OSI's final revenge

Sean Donelan sean at donelan.com
Sat Jun 15 06:15:47 UTC 2002



On Fri, 14 Jun 2002, Robert Mathews wrote:
> applications.  Sourcefire founder Martin Roesch and other experts say that
> the problem is being investigated by tech firms, private researchers, and
> government agencies.  The National Infrastructure Protection Board's
> Debbie Weierman notes that her agency has been collaborating with experts
> from the NSA, the Federal Computer Incident Response Center, CERT, private
> groups, and others since March to see how widespread the ASN.1 flaw is.
> Microsoft, Lucent, and Oracle are among the private-sector companies that
> have investigated or are investigating how their products may be affected

I'm certain the best people are working on this, but once again Steve
Bellovin scooped them all nearly a decade ago.

In the early 1990's myself and several other people were developing the
Z39.50 Information Retrieval protocol, including Bob Waldstein from Bell
Labs.  Like many other ISO/OSI protocols, Z39.50 used ASN.1 as the
protocol description language.  At first all of us tried using the
existing ASN.1 tools, commercial and public domain.  We found problems
with essentially all of the available ASN.1 compilers and libraries in the
1990's.  In 1992 we didn't think of calling it a security flaw, we just
called it bad code.

We needed to pass the Z39.50/ASN.1 protocol through Bellovin's fancy
firewalls (see his book) which created an interesting conflict.
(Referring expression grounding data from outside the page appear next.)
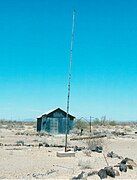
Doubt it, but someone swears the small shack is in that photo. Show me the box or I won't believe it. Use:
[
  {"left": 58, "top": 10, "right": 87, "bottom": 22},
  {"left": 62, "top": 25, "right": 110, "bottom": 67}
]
[{"left": 37, "top": 108, "right": 75, "bottom": 134}]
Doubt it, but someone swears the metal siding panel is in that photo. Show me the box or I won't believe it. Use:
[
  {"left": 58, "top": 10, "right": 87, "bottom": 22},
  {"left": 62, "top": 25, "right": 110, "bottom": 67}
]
[
  {"left": 37, "top": 118, "right": 42, "bottom": 131},
  {"left": 41, "top": 117, "right": 50, "bottom": 133},
  {"left": 50, "top": 118, "right": 58, "bottom": 134},
  {"left": 38, "top": 110, "right": 74, "bottom": 134}
]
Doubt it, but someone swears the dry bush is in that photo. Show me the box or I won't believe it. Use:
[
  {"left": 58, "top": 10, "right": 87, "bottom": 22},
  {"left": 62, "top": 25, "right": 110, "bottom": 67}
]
[
  {"left": 78, "top": 159, "right": 93, "bottom": 169},
  {"left": 92, "top": 118, "right": 117, "bottom": 126},
  {"left": 124, "top": 126, "right": 132, "bottom": 133},
  {"left": 74, "top": 119, "right": 88, "bottom": 130},
  {"left": 86, "top": 138, "right": 103, "bottom": 150},
  {"left": 83, "top": 150, "right": 92, "bottom": 157}
]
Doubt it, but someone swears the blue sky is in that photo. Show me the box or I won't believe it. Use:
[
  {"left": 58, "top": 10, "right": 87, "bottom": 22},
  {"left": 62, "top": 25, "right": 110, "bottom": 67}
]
[{"left": 0, "top": 0, "right": 137, "bottom": 121}]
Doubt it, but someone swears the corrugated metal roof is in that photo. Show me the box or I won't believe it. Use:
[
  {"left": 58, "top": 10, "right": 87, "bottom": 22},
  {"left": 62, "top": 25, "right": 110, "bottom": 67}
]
[{"left": 37, "top": 107, "right": 75, "bottom": 119}]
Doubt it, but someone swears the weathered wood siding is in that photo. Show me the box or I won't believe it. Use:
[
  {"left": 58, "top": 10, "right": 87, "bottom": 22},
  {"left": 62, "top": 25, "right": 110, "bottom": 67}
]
[
  {"left": 37, "top": 118, "right": 42, "bottom": 131},
  {"left": 37, "top": 108, "right": 74, "bottom": 134}
]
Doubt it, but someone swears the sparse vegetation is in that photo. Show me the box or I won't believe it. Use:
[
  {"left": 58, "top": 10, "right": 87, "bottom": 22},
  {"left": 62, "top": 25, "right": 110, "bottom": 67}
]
[
  {"left": 78, "top": 159, "right": 93, "bottom": 169},
  {"left": 87, "top": 138, "right": 103, "bottom": 151},
  {"left": 83, "top": 150, "right": 92, "bottom": 157},
  {"left": 0, "top": 120, "right": 137, "bottom": 179},
  {"left": 74, "top": 119, "right": 88, "bottom": 130},
  {"left": 0, "top": 120, "right": 35, "bottom": 130},
  {"left": 92, "top": 118, "right": 117, "bottom": 126}
]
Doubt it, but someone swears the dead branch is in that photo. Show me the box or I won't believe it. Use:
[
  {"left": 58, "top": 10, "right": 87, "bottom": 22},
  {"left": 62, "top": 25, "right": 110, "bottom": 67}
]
[{"left": 70, "top": 135, "right": 106, "bottom": 141}]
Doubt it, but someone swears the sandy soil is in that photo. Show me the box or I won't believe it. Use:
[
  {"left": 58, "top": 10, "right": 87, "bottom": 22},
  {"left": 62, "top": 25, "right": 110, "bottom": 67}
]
[{"left": 0, "top": 123, "right": 137, "bottom": 179}]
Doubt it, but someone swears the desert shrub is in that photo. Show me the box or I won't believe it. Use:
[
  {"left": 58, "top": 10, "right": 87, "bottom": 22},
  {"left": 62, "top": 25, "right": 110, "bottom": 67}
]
[
  {"left": 74, "top": 119, "right": 88, "bottom": 130},
  {"left": 86, "top": 138, "right": 103, "bottom": 150},
  {"left": 92, "top": 118, "right": 101, "bottom": 125},
  {"left": 108, "top": 120, "right": 117, "bottom": 126},
  {"left": 83, "top": 150, "right": 92, "bottom": 157},
  {"left": 92, "top": 118, "right": 117, "bottom": 126},
  {"left": 78, "top": 159, "right": 93, "bottom": 169},
  {"left": 124, "top": 126, "right": 132, "bottom": 132},
  {"left": 92, "top": 118, "right": 107, "bottom": 126}
]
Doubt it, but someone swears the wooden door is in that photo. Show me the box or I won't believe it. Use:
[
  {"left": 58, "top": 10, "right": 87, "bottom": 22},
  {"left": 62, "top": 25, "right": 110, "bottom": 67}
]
[{"left": 50, "top": 118, "right": 58, "bottom": 134}]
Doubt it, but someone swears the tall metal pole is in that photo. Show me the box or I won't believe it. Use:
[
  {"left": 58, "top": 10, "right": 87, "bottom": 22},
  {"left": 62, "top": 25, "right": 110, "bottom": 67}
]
[{"left": 65, "top": 10, "right": 75, "bottom": 152}]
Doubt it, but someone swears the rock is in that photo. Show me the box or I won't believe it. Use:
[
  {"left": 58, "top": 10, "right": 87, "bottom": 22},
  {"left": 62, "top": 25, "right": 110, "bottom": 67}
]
[
  {"left": 121, "top": 158, "right": 137, "bottom": 167},
  {"left": 98, "top": 166, "right": 117, "bottom": 179},
  {"left": 96, "top": 146, "right": 103, "bottom": 153},
  {"left": 74, "top": 146, "right": 82, "bottom": 152},
  {"left": 91, "top": 146, "right": 96, "bottom": 151},
  {"left": 44, "top": 143, "right": 49, "bottom": 147},
  {"left": 26, "top": 144, "right": 31, "bottom": 147},
  {"left": 127, "top": 164, "right": 133, "bottom": 170},
  {"left": 46, "top": 169, "right": 56, "bottom": 175},
  {"left": 107, "top": 151, "right": 123, "bottom": 159},
  {"left": 126, "top": 158, "right": 137, "bottom": 167},
  {"left": 72, "top": 171, "right": 85, "bottom": 180},
  {"left": 119, "top": 163, "right": 127, "bottom": 172},
  {"left": 38, "top": 143, "right": 43, "bottom": 148},
  {"left": 104, "top": 166, "right": 115, "bottom": 178},
  {"left": 91, "top": 146, "right": 103, "bottom": 153},
  {"left": 121, "top": 158, "right": 128, "bottom": 164},
  {"left": 114, "top": 169, "right": 120, "bottom": 176},
  {"left": 107, "top": 151, "right": 115, "bottom": 158},
  {"left": 0, "top": 143, "right": 3, "bottom": 146},
  {"left": 87, "top": 171, "right": 98, "bottom": 177},
  {"left": 98, "top": 169, "right": 107, "bottom": 179}
]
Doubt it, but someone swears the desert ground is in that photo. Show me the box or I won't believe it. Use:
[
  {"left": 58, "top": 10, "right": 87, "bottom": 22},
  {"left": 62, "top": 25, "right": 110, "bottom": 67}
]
[{"left": 0, "top": 121, "right": 137, "bottom": 179}]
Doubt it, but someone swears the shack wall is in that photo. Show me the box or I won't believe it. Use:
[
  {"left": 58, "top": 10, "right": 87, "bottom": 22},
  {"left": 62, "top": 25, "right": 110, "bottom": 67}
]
[
  {"left": 37, "top": 118, "right": 42, "bottom": 131},
  {"left": 37, "top": 108, "right": 74, "bottom": 134}
]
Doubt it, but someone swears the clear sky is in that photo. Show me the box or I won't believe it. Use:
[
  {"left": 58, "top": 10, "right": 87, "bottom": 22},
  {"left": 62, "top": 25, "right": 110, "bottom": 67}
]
[{"left": 0, "top": 0, "right": 137, "bottom": 121}]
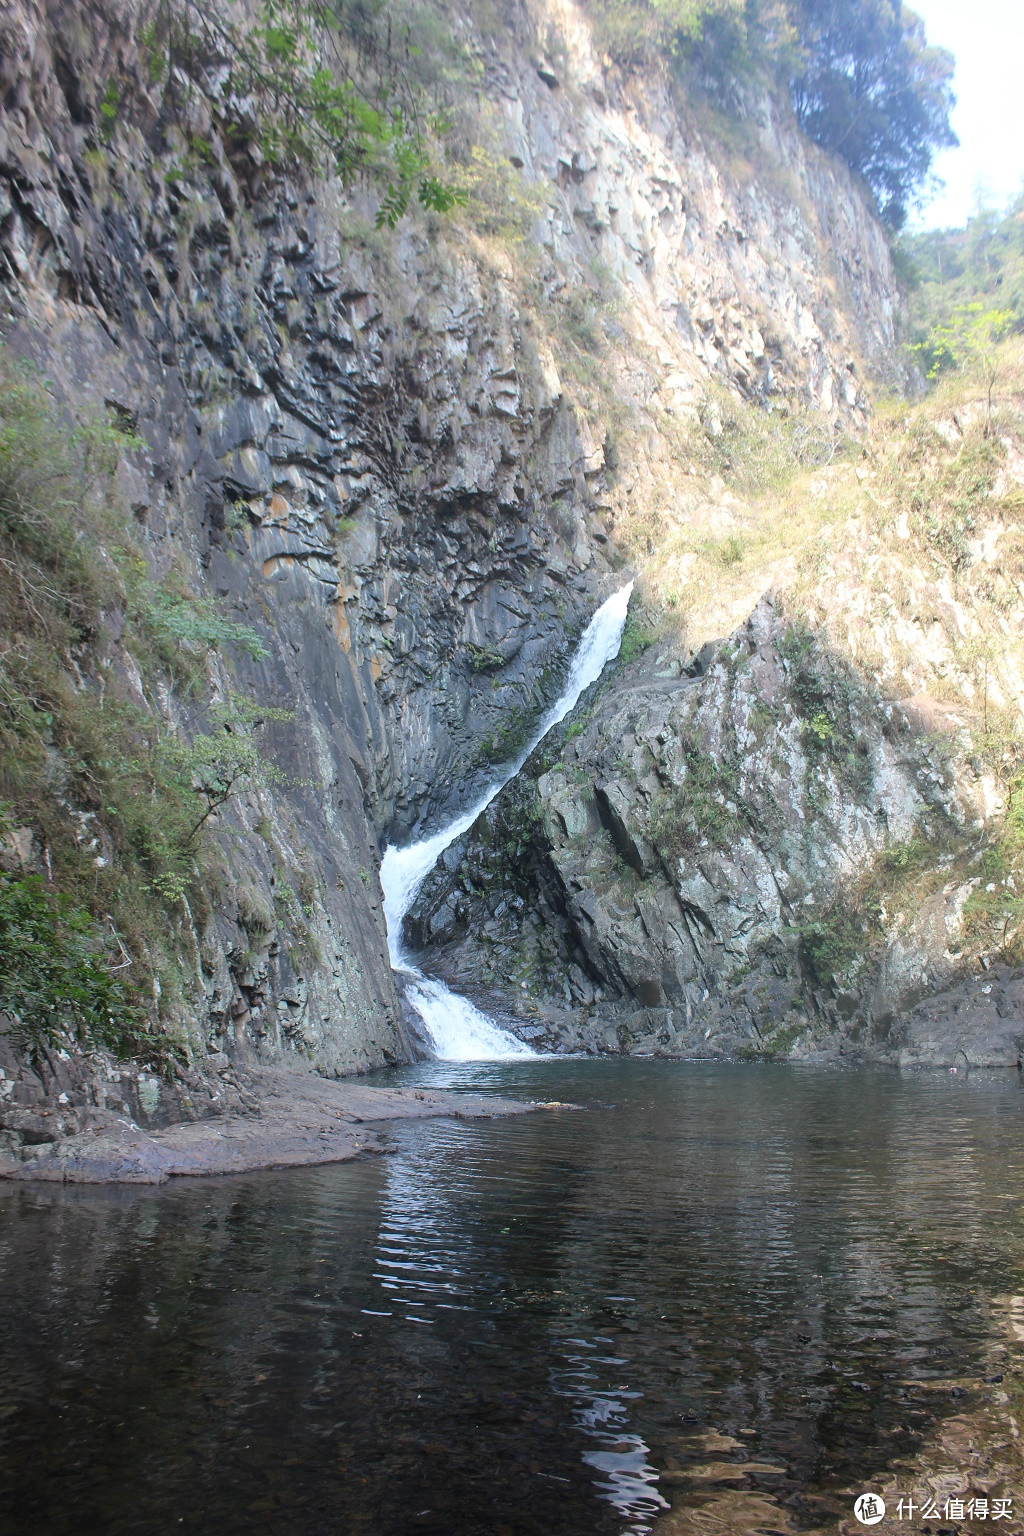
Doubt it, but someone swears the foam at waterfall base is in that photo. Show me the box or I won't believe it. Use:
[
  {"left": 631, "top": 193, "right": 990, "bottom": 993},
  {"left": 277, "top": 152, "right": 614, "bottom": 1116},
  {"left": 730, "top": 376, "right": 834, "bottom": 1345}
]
[{"left": 404, "top": 975, "right": 534, "bottom": 1061}]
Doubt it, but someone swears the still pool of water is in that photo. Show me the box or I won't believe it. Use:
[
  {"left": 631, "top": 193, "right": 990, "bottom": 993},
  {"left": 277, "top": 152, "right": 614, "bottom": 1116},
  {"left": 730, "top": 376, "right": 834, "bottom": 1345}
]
[{"left": 2, "top": 1060, "right": 1023, "bottom": 1536}]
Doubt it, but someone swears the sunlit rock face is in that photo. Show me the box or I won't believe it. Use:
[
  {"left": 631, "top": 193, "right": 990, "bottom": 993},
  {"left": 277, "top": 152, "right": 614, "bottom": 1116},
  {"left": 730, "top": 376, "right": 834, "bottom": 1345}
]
[
  {"left": 409, "top": 593, "right": 1022, "bottom": 1066},
  {"left": 0, "top": 0, "right": 903, "bottom": 1078}
]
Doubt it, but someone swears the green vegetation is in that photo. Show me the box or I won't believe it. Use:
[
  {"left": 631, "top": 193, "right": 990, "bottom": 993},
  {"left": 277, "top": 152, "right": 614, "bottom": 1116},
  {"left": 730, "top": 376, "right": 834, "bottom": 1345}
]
[
  {"left": 788, "top": 0, "right": 956, "bottom": 230},
  {"left": 466, "top": 642, "right": 504, "bottom": 673},
  {"left": 639, "top": 402, "right": 857, "bottom": 641},
  {"left": 797, "top": 903, "right": 865, "bottom": 987},
  {"left": 901, "top": 195, "right": 1024, "bottom": 347},
  {"left": 451, "top": 144, "right": 550, "bottom": 243},
  {"left": 778, "top": 624, "right": 872, "bottom": 795},
  {"left": 651, "top": 734, "right": 744, "bottom": 857},
  {"left": 910, "top": 435, "right": 1002, "bottom": 581},
  {"left": 618, "top": 611, "right": 658, "bottom": 668},
  {"left": 755, "top": 1019, "right": 804, "bottom": 1058},
  {"left": 133, "top": 0, "right": 464, "bottom": 226},
  {"left": 135, "top": 583, "right": 268, "bottom": 686},
  {"left": 900, "top": 197, "right": 1024, "bottom": 430},
  {"left": 478, "top": 703, "right": 537, "bottom": 765},
  {"left": 0, "top": 861, "right": 148, "bottom": 1057},
  {"left": 584, "top": 0, "right": 955, "bottom": 228},
  {"left": 586, "top": 0, "right": 791, "bottom": 79},
  {"left": 962, "top": 738, "right": 1024, "bottom": 965},
  {"left": 795, "top": 833, "right": 951, "bottom": 989},
  {"left": 0, "top": 353, "right": 282, "bottom": 1057}
]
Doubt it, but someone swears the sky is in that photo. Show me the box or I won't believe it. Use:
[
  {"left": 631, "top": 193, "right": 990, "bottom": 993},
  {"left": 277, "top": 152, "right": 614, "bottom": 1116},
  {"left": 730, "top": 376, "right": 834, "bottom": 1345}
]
[{"left": 907, "top": 0, "right": 1024, "bottom": 231}]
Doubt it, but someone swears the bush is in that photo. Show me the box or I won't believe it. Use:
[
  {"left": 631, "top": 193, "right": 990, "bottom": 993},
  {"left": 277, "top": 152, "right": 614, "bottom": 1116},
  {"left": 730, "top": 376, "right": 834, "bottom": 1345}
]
[
  {"left": 0, "top": 871, "right": 147, "bottom": 1056},
  {"left": 797, "top": 905, "right": 864, "bottom": 986}
]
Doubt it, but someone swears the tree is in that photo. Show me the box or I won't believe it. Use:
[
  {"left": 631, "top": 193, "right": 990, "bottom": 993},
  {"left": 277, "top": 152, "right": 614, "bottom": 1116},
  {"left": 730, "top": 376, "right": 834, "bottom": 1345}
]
[
  {"left": 587, "top": 0, "right": 793, "bottom": 79},
  {"left": 585, "top": 0, "right": 954, "bottom": 229},
  {"left": 789, "top": 0, "right": 956, "bottom": 229},
  {"left": 912, "top": 303, "right": 1014, "bottom": 434}
]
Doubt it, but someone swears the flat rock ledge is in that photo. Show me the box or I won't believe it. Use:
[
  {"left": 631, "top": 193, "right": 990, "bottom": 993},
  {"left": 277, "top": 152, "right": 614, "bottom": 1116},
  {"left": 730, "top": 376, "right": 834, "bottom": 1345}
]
[{"left": 0, "top": 1069, "right": 531, "bottom": 1185}]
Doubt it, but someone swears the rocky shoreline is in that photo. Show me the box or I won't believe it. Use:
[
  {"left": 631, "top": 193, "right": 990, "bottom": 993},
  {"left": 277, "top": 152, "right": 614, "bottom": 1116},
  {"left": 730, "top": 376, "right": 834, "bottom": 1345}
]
[
  {"left": 6, "top": 970, "right": 1024, "bottom": 1186},
  {"left": 0, "top": 1060, "right": 532, "bottom": 1185},
  {"left": 433, "top": 964, "right": 1024, "bottom": 1069}
]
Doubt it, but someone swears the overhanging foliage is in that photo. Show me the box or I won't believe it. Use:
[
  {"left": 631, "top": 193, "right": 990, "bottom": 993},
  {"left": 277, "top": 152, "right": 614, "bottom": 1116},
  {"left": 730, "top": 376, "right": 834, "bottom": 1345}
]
[{"left": 585, "top": 0, "right": 956, "bottom": 230}]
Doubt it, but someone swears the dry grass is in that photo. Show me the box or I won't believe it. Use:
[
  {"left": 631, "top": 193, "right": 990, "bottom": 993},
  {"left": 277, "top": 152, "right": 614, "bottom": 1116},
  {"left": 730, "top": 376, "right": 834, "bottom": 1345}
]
[{"left": 617, "top": 336, "right": 1024, "bottom": 961}]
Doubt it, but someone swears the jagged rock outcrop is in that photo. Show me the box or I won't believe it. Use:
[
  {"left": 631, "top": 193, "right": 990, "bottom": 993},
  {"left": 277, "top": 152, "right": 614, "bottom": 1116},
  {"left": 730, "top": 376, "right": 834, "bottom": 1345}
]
[
  {"left": 409, "top": 595, "right": 1013, "bottom": 1063},
  {"left": 0, "top": 0, "right": 908, "bottom": 1099},
  {"left": 485, "top": 0, "right": 902, "bottom": 423}
]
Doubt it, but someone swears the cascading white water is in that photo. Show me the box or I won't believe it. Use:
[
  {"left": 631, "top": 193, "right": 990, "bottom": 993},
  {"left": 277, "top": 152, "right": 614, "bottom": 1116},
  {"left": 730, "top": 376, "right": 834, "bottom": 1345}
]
[{"left": 380, "top": 581, "right": 634, "bottom": 1061}]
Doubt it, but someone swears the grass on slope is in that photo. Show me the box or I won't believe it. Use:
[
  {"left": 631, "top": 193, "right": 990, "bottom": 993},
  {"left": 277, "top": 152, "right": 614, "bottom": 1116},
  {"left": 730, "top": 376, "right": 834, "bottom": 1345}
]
[{"left": 632, "top": 336, "right": 1024, "bottom": 964}]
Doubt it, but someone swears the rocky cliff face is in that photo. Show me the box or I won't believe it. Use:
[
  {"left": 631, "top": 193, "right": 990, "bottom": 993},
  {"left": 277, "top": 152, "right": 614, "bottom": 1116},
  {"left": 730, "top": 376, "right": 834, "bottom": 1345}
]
[
  {"left": 407, "top": 599, "right": 986, "bottom": 1061},
  {"left": 407, "top": 407, "right": 1024, "bottom": 1068},
  {"left": 0, "top": 0, "right": 909, "bottom": 1106}
]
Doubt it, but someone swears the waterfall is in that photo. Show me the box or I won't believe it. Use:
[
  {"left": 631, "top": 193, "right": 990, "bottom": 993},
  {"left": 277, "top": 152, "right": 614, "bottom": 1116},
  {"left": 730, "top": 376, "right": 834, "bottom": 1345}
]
[{"left": 380, "top": 581, "right": 634, "bottom": 1061}]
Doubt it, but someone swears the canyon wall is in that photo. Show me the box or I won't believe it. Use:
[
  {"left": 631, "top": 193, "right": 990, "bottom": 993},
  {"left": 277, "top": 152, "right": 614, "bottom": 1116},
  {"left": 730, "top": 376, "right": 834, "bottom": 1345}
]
[{"left": 0, "top": 0, "right": 915, "bottom": 1115}]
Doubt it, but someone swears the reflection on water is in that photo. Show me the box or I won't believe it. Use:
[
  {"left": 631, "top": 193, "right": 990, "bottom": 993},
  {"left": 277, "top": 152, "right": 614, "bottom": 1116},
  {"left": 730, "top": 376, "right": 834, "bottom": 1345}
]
[{"left": 1, "top": 1061, "right": 1023, "bottom": 1536}]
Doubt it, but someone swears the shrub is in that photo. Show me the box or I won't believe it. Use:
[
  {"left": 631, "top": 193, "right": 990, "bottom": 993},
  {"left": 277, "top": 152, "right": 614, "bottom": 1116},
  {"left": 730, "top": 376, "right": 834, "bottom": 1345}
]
[
  {"left": 135, "top": 0, "right": 463, "bottom": 228},
  {"left": 0, "top": 870, "right": 148, "bottom": 1057},
  {"left": 651, "top": 735, "right": 744, "bottom": 857},
  {"left": 797, "top": 905, "right": 864, "bottom": 987}
]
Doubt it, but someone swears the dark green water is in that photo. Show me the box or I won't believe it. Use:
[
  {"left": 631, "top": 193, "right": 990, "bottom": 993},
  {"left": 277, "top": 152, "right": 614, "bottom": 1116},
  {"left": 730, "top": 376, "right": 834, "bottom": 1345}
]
[{"left": 1, "top": 1061, "right": 1023, "bottom": 1536}]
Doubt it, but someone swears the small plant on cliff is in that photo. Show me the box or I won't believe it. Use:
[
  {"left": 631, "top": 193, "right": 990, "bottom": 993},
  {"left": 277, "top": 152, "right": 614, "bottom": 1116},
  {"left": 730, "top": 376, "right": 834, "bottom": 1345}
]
[
  {"left": 466, "top": 642, "right": 504, "bottom": 673},
  {"left": 651, "top": 733, "right": 745, "bottom": 858},
  {"left": 777, "top": 623, "right": 872, "bottom": 794},
  {"left": 133, "top": 579, "right": 269, "bottom": 689},
  {"left": 137, "top": 0, "right": 463, "bottom": 226},
  {"left": 169, "top": 695, "right": 292, "bottom": 848},
  {"left": 618, "top": 611, "right": 658, "bottom": 668},
  {"left": 961, "top": 717, "right": 1024, "bottom": 964},
  {"left": 0, "top": 866, "right": 147, "bottom": 1058},
  {"left": 797, "top": 903, "right": 865, "bottom": 988}
]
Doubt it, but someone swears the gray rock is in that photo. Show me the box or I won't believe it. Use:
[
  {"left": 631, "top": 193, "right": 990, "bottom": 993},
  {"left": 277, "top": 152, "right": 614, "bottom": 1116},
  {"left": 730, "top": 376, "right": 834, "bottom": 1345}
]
[
  {"left": 411, "top": 597, "right": 1006, "bottom": 1062},
  {"left": 0, "top": 0, "right": 919, "bottom": 1115}
]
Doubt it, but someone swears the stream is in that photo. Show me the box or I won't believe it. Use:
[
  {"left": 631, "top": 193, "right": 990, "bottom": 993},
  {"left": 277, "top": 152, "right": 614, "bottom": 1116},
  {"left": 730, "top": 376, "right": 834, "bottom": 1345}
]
[
  {"left": 4, "top": 593, "right": 1024, "bottom": 1536},
  {"left": 380, "top": 581, "right": 632, "bottom": 1060},
  {"left": 2, "top": 1060, "right": 1024, "bottom": 1535}
]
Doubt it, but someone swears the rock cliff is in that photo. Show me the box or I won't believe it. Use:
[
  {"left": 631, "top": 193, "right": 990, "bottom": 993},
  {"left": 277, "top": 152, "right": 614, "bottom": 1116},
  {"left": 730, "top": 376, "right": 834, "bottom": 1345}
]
[
  {"left": 0, "top": 0, "right": 937, "bottom": 1131},
  {"left": 408, "top": 410, "right": 1024, "bottom": 1067}
]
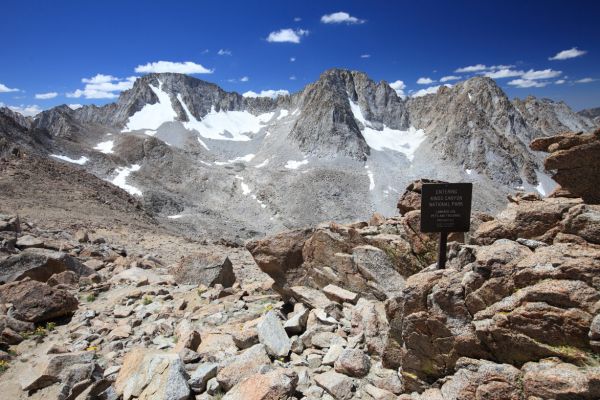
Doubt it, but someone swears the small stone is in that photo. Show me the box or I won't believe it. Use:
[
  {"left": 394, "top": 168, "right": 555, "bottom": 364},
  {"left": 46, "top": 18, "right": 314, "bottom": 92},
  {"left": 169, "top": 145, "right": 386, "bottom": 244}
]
[
  {"left": 257, "top": 311, "right": 291, "bottom": 358},
  {"left": 206, "top": 377, "right": 220, "bottom": 395},
  {"left": 188, "top": 362, "right": 218, "bottom": 393},
  {"left": 364, "top": 384, "right": 397, "bottom": 400},
  {"left": 323, "top": 284, "right": 359, "bottom": 304},
  {"left": 334, "top": 348, "right": 371, "bottom": 377},
  {"left": 16, "top": 235, "right": 44, "bottom": 249},
  {"left": 307, "top": 353, "right": 322, "bottom": 369},
  {"left": 284, "top": 307, "right": 309, "bottom": 335},
  {"left": 314, "top": 370, "right": 354, "bottom": 400},
  {"left": 113, "top": 305, "right": 134, "bottom": 318},
  {"left": 76, "top": 230, "right": 89, "bottom": 243},
  {"left": 322, "top": 344, "right": 344, "bottom": 366}
]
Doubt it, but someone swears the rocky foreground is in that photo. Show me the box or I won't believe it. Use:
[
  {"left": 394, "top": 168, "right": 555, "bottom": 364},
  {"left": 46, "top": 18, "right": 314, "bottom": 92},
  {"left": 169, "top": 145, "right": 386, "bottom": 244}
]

Firewalls
should be very simple devices, and ASN.1 can be complex. Despite
Bellovin's misgivings, we got Z39.50/ASN.1 through his firewalls.

Imagine if the US Government's GOSIP procurement policy had worked in
in the 1980's.  Instead of a few protocols like SNMP and Z39.50, every
network protocol followed the OSI model and used ASN.1 for the session
layer, presentation layer and application layer.